Tenía 96 años y una vida que había cundido como tres, las mismas que habría necesitado para concluir su obra. Recuerdo muy bien la primera vez que le vi y lo que escribí de él todavía bajo el impacto de lo que tenía delante y con la duda de saber si me hallaba ante un iluso obsesivo o ante un admirable caso de constancia y fe en sí mismo, pero en todo caso ante alguien especial. Don Justo Gallego era flaco como un suspiro y fuerte como las encinas de su tierra. Uno le veía trepar por los andamios que él mismo levantó como pudo y pensaba de dónde diablos exprimiría tal fuerza aquel cuerpo enjuto que podía, no sólo con la carga que llevaba, sino con el peso de sus muchos años. Quizá él no reparase en ello, pero cuando se es capaz de convertir la frustración en sujeto creador pocas cosas resultan inalcanzables. Don Justo había sido en su juventud monje cisterciense en Santa María de Huerta, hasta que un mal día contrajo la tuberculosis y el abad le indicó que aquel no era sitio para enfermos contagiosos y que la vocación sin duda era una llamada divina, pero que el riesgo aquel era muy humano y que... pues eso. Don Justo, enfermo y con la gran aspiración de su vida destrozada, decidió crearse otra, material, gigantesca, inhumana, una grandiosa oración que durase mientras viviera y que le sirviera para entregarse todo entero. Decidió construir él solo una catedral.

Aprovechando unos terrenos que heredó de sus padres en Mejorada del Campo, comenzó su obra, sin apoyos ni subvenciones y ante la crítica de algunos, la mirada burlona de muchos y la incredulidad de todos. Comenzó con lo que pudo, desde los más vulgares materiales de desecho hasta lo que le fue posible comprar con lo que le quedaba de patrimonio y con los donativos que visitantes admirados le daban. Naturalmente, los requisitos mundanos -licencia de obras, proyecto y demás- no merecieron la menor atención.

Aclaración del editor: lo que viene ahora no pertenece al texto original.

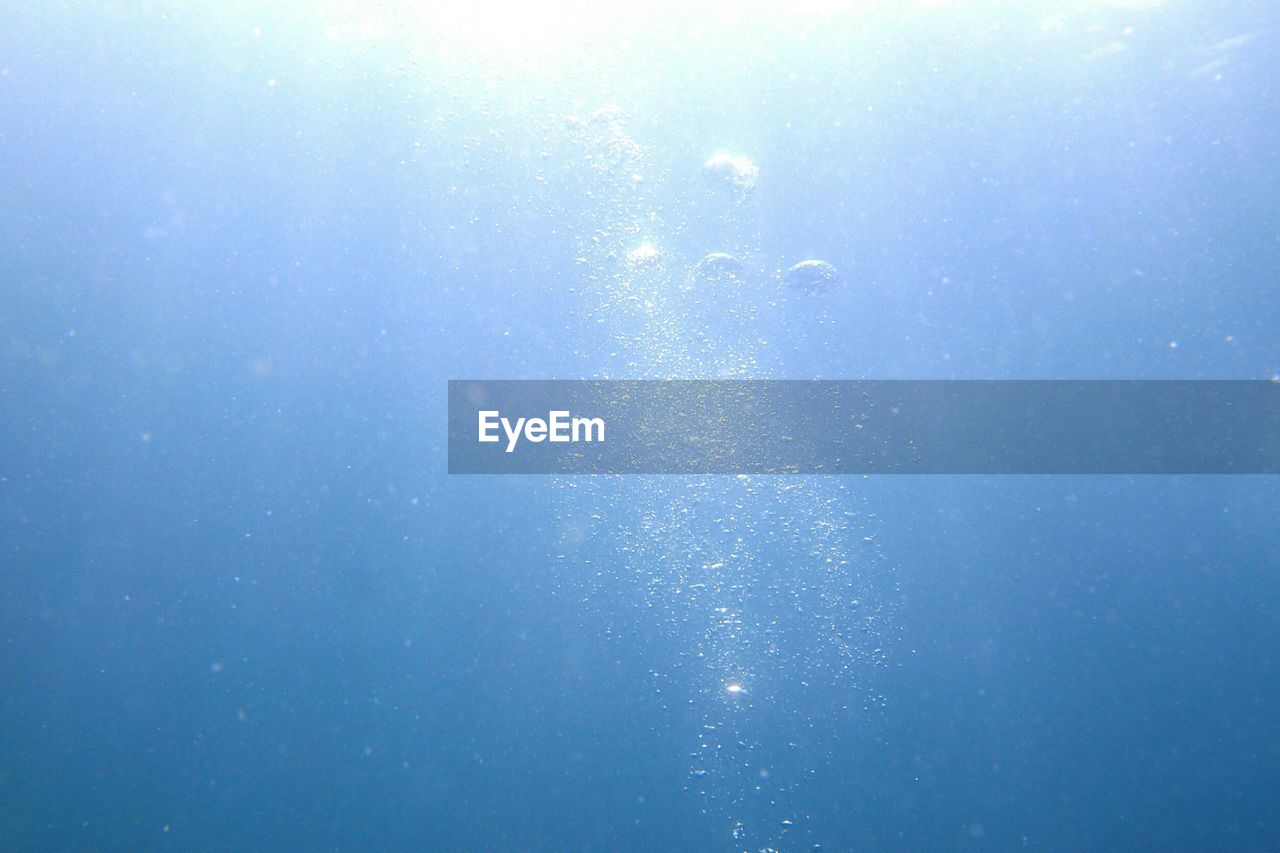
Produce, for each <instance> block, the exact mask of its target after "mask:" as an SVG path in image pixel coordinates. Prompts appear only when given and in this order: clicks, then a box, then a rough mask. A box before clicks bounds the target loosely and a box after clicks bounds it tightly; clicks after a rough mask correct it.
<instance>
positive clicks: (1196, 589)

Aterido de frío en invierno y agobiado por el sol en verano, a todas las horas del día y casi todas las de la noche, don Justo siguió levantando su catedral sin mirar hacia ningún lado, ni a las críticas ni a los elogios, que oía indiferente, ni a las autoridades religiosas o civiles, que en el mejor de los casos le ignoran.

Ahora, sesenta años después, Don Justo ha muerto sin poder ver rematada su catedral, aunque ya con forma bien definida, con su estilo ecléctico, mezcla de gótico y de lo que sea, su aspecto acastillado, su compleja distribución espacial, su variopinta mezcla de materiales y sus enormes proporciones. Un alcalde le dijo un día que, cuando la acabe, con la ley en la mano, no tendrá más remedio que derribársela. Don Justo le respondió: levantaré otra.